STARDUST MEMORIES is the Woody Allen movie with the rep/rap as the one with the dynamite opener that then fizzles out into a damp cloud of repetitive indulgence. Critics sniped and audience patience snapped over his 1980 offering; ranked 70th at the year’s box office, it was his first money loser—$10,389,000 grossed after a $10,000,000 cost—and the first one that almost aggressively challenged his fan base and aroused notable hostility from reviewers. Revisited decades down the analyst’s couch it fares a mite better—that opening is still a classic—when/if you accept the prodigious auteur’s explanation that he wasn’t courting pity (‘woe is me and my celebrity’) but homage (to Fellini’s 8½), and the fictional character he played—a comedy film director—was not him.
SANDY: “I don’t want to make funny movies any more. They can’t force me to. I…you know, I don’t feel funny. I look around the world and all I see is human suffering.” MANAGER: “Human suffering doesn’t sell tickets in Kansas City.”
Lauded moviemaker ‘Sandy Bates’ (Allen, 44) has won success and admiration for his comedies, but he yearns to branch out and do serious dramatic work as well. Battling studio execs, the relentless press, fawning critics and omnipresent fan fervor, Sandy reflects on his life, his loves and his work.
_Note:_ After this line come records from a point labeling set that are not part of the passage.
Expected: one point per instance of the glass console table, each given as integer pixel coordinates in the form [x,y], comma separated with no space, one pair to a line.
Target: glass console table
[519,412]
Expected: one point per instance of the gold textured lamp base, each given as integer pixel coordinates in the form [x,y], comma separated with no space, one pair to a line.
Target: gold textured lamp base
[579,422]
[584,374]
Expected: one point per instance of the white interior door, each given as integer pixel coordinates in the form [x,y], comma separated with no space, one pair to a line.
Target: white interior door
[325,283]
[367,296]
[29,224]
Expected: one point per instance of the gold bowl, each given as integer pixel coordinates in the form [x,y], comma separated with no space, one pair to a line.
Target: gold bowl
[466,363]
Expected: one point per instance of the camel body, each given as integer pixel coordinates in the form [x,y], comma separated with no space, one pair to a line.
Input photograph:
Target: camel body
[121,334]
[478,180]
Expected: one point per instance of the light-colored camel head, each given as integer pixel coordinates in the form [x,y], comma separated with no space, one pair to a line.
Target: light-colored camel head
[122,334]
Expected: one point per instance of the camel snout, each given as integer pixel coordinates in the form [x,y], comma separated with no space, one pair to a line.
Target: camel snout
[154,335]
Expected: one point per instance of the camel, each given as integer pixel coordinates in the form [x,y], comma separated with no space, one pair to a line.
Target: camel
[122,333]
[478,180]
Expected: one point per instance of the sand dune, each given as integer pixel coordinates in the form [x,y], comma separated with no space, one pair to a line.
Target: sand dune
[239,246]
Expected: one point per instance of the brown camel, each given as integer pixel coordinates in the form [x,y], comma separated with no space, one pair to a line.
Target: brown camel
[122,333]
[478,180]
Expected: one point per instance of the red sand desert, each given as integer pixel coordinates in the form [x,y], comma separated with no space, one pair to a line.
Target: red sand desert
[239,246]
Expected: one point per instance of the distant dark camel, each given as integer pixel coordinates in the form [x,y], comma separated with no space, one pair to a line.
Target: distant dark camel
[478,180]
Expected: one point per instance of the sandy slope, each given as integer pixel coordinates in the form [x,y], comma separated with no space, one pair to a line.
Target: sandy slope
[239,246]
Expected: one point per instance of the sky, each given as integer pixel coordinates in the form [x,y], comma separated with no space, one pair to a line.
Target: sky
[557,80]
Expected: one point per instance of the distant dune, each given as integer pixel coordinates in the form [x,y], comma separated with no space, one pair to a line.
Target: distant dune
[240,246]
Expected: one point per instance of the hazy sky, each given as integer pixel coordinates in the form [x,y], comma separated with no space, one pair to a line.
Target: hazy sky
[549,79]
GIRL IN AUDIENCE: “I understand you studied philosophy at school.” SANDY: “Uh, no, that’s not true. I-I-I did take – I took one course in existential philosophy at, uh, at New York University, and on, uh, on the final… they gave me ten questions, and, uh, I couldn’t answer a single one of ’em. You know? I left ’em all blank… I got a hundred.”
Ah, the kickoff: sitting in a train car filled with grotesque losers, Allen’s character observes a car on the opposite track, headed the other direction, filled with great-looking, wildly happy people. One of the blessed crowd is emblematic catch-or-perish beauty Sharon Stone, 21 in her debut. Life,unfair, satisfaction, elusive, it’s a tragicomic masterpiece in miniature. There are funny lines scattered around the rest of the script, but Allen’s insistence of way too many instances of obnoxious people in close-up hectoring mode brings up fewer smiles and increasing revulsion as Sandy careens thru meetings and imaginings. The black & white camerawork that did the trick in Manhattan just makes everything in this one look glaring and intrusive. The theme—I have too much and yet I have too little—is weight enough without 89 minutes of jabbing the point with excessive visual assault and ceaseless racket. A lack of sympathetic characters hurts as well.
On the receiving end or firing line: Charlotte Rampling (looking as unhappy as a refugee), Jessica Harper (mousy mewling), Marie-Christine Barrault (the best, nearest reality performance), Tony Roberts, Anne De Salvo, Amy Wright, Daniel Stern, Laraine Newman, Louise Lassser, John Rothman, Leonardo Cimino, Brent Spiner (30, feature debut), Cynthia Gibb (16, debut), David Lipman, Candy Loving, Judith Crist.